Robot over-obedience is another issue. They need the ability to say ‘no’, not to carry out human instructions mindlessly when their actions might cause harm or are even illegal. For instance, I don’t want my son, Jack, to be able to tell a household robot to throw a ball at his sister’s head. So how does a robot decide when it’s okay to throw a ball–such as to a child playing catch–and when it’s not? How does it know when its human operator is not trustworthy? ‘Context makes all the difference,’ says Matthias Scheutz, professor of cognitive and computer science at Tufts University. ‘It requires the robot not only to consider action outcomes by themselves but also to contemplate the intentions of the humans giving the instructions.’43
Aside from that, can a robot understand its own limitations? Let’s imagine a surgical robot in an operating room with its super-small steady ‘hands’ carefully snaked into a patient’s body. It’s five hours into a twelve-hour complex heart surgery. The patient on the table is a six-year-old girl. The robot discovers an abnormality that complicates things. It’s not 100 per cent sure what its next move should be. In this moment, the robot needs to tell us, ‘I’m not certain what to do next,’ or even, ‘I don’t know what to do. Can you (doctor) help me?’ Ironically, a little robot humility will go a long way in making them more trustworthy.

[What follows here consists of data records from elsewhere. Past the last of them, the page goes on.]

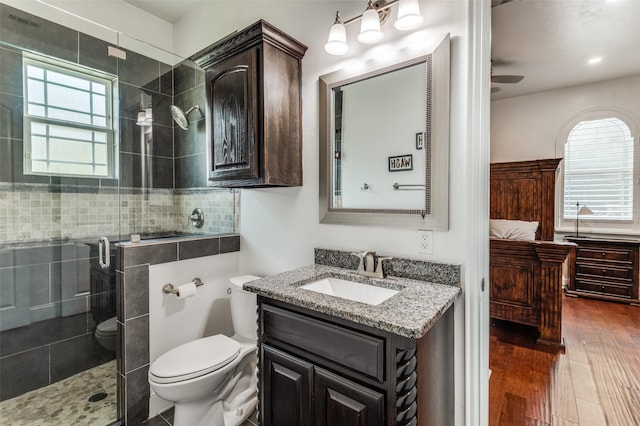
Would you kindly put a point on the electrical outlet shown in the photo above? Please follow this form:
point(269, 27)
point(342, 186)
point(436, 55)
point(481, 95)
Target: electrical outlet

‘We need systems that communicate to us their limits, but the other half of that relationship is we need to be ready to hear that,’ says Stephen Cave. ‘We will need to develop a very sophisticated sense of exactly what role this machine is fulfilling and where its abilities end, where we humans have to take over.’ This will be extremely challenging because our natural tendency is to become over-reliant on machines.
Cave has three young daughters of a similar age to my kids. At the end of our conversation, we talked about what we can do to prepare them for this inevitable future. ‘They need to know at what point they should interrogate the machine,’ he says. ‘We know how to interview humans for jobs but we need to teach them how to test the limits of the machine.’ I can see it now: my son, Jack, in 2035, twenty-five years old, sitting in a workplace with a robot, asking it, ‘What do you do?’, ‘What can’t you do?’ and ‘How do you admit your mistakes?’ Of course, there is another possible future scenario: the robot is interviewing Jack.
At the end of the day, the responsibility for making sure robots are trustworthy and behave well must lie with human beings. Whether that will remain possible, if scientists like Stephen Hawking are right, is another, thornier question.